Les insectes, stars du bois de la Cocalière

« Candidat suivant ! », réclame Samuel, le réalisateur. Délicatement, Alain sort une cétoine bleue de la boîte transparente. D’une main il la dépose sur une branche au soleil ; de l’autre il brandit déjà son filet, au cas où. « Elle est énervée , dit-il, elle ne va pas tarder à s’envoler. » Alors il faut filmer vite.
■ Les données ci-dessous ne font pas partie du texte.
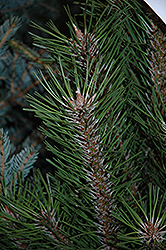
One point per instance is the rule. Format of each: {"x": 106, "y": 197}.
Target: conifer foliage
{"x": 104, "y": 120}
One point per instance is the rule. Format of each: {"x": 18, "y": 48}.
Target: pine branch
{"x": 12, "y": 165}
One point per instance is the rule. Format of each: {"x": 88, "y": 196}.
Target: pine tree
{"x": 104, "y": 117}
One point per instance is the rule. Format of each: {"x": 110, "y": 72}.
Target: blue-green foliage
{"x": 12, "y": 165}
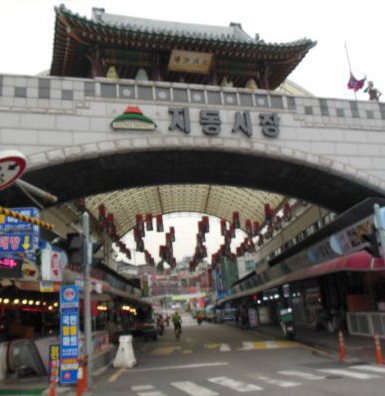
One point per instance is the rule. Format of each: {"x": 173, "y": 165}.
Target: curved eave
{"x": 73, "y": 34}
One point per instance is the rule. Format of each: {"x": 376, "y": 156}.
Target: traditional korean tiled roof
{"x": 75, "y": 35}
{"x": 232, "y": 33}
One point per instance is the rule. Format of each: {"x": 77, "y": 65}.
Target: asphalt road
{"x": 220, "y": 359}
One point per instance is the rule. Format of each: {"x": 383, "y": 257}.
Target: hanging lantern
{"x": 277, "y": 223}
{"x": 206, "y": 224}
{"x": 232, "y": 230}
{"x": 236, "y": 222}
{"x": 269, "y": 232}
{"x": 102, "y": 211}
{"x": 250, "y": 246}
{"x": 256, "y": 228}
{"x": 149, "y": 222}
{"x": 172, "y": 232}
{"x": 140, "y": 245}
{"x": 168, "y": 239}
{"x": 159, "y": 223}
{"x": 249, "y": 228}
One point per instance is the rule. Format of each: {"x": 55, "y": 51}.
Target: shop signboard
{"x": 10, "y": 267}
{"x": 69, "y": 334}
{"x": 53, "y": 262}
{"x": 18, "y": 236}
{"x": 253, "y": 318}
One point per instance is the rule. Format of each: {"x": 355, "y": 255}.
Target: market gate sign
{"x": 133, "y": 119}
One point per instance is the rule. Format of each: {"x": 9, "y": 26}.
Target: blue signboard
{"x": 18, "y": 236}
{"x": 69, "y": 334}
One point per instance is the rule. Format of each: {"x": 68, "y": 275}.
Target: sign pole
{"x": 87, "y": 293}
{"x": 379, "y": 215}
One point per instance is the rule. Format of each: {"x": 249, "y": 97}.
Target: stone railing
{"x": 55, "y": 92}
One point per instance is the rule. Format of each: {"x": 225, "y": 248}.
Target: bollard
{"x": 125, "y": 357}
{"x": 54, "y": 369}
{"x": 342, "y": 347}
{"x": 380, "y": 360}
{"x": 82, "y": 383}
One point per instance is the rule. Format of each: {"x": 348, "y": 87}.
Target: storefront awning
{"x": 357, "y": 262}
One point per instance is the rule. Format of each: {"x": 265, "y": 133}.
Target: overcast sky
{"x": 27, "y": 30}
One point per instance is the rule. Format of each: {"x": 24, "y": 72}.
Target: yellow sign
{"x": 190, "y": 61}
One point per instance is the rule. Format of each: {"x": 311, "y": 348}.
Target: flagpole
{"x": 350, "y": 68}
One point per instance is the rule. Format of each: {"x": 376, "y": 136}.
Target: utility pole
{"x": 87, "y": 259}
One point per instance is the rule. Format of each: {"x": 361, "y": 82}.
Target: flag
{"x": 355, "y": 84}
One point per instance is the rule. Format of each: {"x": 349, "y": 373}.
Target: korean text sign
{"x": 69, "y": 334}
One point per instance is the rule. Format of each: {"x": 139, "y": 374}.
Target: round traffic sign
{"x": 12, "y": 166}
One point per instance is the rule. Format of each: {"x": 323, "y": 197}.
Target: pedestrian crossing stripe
{"x": 349, "y": 373}
{"x": 301, "y": 375}
{"x": 166, "y": 350}
{"x": 212, "y": 346}
{"x": 368, "y": 367}
{"x": 237, "y": 386}
{"x": 193, "y": 389}
{"x": 274, "y": 381}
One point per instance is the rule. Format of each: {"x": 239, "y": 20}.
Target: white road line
{"x": 348, "y": 373}
{"x": 273, "y": 381}
{"x": 271, "y": 345}
{"x": 247, "y": 346}
{"x": 116, "y": 375}
{"x": 186, "y": 366}
{"x": 301, "y": 374}
{"x": 193, "y": 389}
{"x": 368, "y": 367}
{"x": 224, "y": 348}
{"x": 138, "y": 388}
{"x": 234, "y": 385}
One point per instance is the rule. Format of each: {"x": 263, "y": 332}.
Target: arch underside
{"x": 180, "y": 180}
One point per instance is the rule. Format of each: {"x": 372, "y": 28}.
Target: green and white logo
{"x": 133, "y": 118}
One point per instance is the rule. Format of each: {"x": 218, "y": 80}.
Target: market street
{"x": 220, "y": 359}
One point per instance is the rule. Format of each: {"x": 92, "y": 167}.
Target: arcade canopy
{"x": 169, "y": 51}
{"x": 218, "y": 201}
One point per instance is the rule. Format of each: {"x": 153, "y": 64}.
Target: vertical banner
{"x": 69, "y": 334}
{"x": 53, "y": 367}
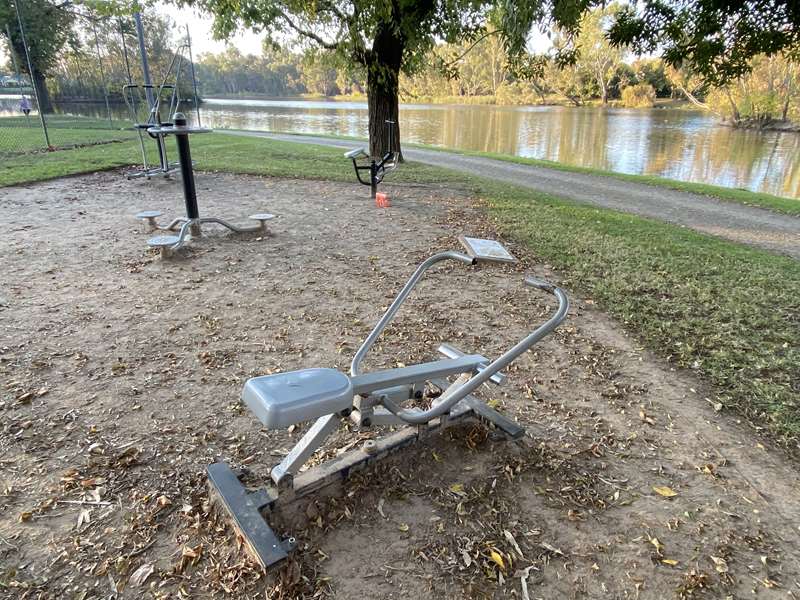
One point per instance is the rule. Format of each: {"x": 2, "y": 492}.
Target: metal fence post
{"x": 30, "y": 73}
{"x": 194, "y": 78}
{"x": 102, "y": 74}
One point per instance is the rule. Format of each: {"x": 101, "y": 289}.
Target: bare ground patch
{"x": 120, "y": 377}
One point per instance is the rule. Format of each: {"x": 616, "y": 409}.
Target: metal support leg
{"x": 245, "y": 508}
{"x": 282, "y": 474}
{"x": 373, "y": 178}
{"x": 187, "y": 176}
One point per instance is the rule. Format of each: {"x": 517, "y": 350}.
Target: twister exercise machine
{"x": 147, "y": 102}
{"x": 373, "y": 399}
{"x": 377, "y": 169}
{"x": 190, "y": 224}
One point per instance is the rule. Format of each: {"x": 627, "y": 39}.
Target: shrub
{"x": 640, "y": 95}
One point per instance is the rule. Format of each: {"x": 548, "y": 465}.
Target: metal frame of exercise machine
{"x": 153, "y": 98}
{"x": 377, "y": 169}
{"x": 190, "y": 224}
{"x": 329, "y": 397}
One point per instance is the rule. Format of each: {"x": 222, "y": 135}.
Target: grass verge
{"x": 728, "y": 312}
{"x": 787, "y": 206}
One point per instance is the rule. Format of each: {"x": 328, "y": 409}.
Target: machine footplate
{"x": 245, "y": 507}
{"x": 483, "y": 411}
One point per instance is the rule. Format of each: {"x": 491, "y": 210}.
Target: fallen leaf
{"x": 665, "y": 491}
{"x": 552, "y": 549}
{"x": 85, "y": 516}
{"x": 380, "y": 508}
{"x": 510, "y": 539}
{"x": 497, "y": 559}
{"x": 140, "y": 575}
{"x": 466, "y": 557}
{"x": 657, "y": 544}
{"x": 720, "y": 564}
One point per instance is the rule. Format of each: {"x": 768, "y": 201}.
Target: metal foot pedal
{"x": 245, "y": 507}
{"x": 484, "y": 412}
{"x": 149, "y": 217}
{"x": 165, "y": 243}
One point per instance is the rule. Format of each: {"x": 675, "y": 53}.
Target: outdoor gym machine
{"x": 373, "y": 399}
{"x": 154, "y": 96}
{"x": 377, "y": 169}
{"x": 190, "y": 224}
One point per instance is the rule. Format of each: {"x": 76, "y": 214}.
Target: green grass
{"x": 779, "y": 204}
{"x": 728, "y": 312}
{"x": 19, "y": 135}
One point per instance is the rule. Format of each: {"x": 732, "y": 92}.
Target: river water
{"x": 676, "y": 143}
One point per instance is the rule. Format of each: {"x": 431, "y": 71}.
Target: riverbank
{"x": 724, "y": 311}
{"x": 778, "y": 204}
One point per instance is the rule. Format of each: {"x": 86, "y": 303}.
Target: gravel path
{"x": 744, "y": 224}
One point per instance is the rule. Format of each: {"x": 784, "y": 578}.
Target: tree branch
{"x": 468, "y": 50}
{"x": 308, "y": 34}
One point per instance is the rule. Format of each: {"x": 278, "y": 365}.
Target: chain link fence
{"x": 71, "y": 79}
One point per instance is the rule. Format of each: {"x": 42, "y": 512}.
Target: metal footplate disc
{"x": 245, "y": 507}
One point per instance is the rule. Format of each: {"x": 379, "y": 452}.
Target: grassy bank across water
{"x": 730, "y": 313}
{"x": 779, "y": 204}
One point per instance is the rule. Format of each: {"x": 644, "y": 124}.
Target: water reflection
{"x": 679, "y": 144}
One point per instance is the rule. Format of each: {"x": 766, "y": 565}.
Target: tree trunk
{"x": 383, "y": 76}
{"x": 45, "y": 105}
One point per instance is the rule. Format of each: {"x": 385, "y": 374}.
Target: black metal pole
{"x": 30, "y": 73}
{"x": 373, "y": 178}
{"x": 187, "y": 173}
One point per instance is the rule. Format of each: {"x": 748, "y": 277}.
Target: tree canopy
{"x": 385, "y": 37}
{"x": 48, "y": 28}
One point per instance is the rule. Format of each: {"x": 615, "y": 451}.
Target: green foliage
{"x": 653, "y": 72}
{"x": 276, "y": 72}
{"x": 48, "y": 28}
{"x": 716, "y": 40}
{"x": 639, "y": 95}
{"x": 769, "y": 92}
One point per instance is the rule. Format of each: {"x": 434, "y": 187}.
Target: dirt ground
{"x": 120, "y": 375}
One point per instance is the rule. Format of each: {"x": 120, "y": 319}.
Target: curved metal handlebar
{"x": 453, "y": 396}
{"x": 355, "y": 366}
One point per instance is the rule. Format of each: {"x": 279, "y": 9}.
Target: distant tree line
{"x": 479, "y": 72}
{"x": 82, "y": 56}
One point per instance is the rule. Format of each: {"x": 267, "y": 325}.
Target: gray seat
{"x": 284, "y": 399}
Nous sommes aux portes du bois ardéchois de Paiolive mais c’est encore le Gard. Christophe Bouquet, qui exploite familialement la grotte de la Cocalière, sur la commune de Courry, en possède une centaine d’hectares. Le bois recèle de tant de merveilles que les Bouquet souhaitent étendre leur domaine et créer une réserve de protection des espèces. Tant d’espèces que WWF (ONG de protection de l’environnement) et l’association Paiolive ont envoyé Samuel Ruffier réaliser un Micro cosmos version cévenole.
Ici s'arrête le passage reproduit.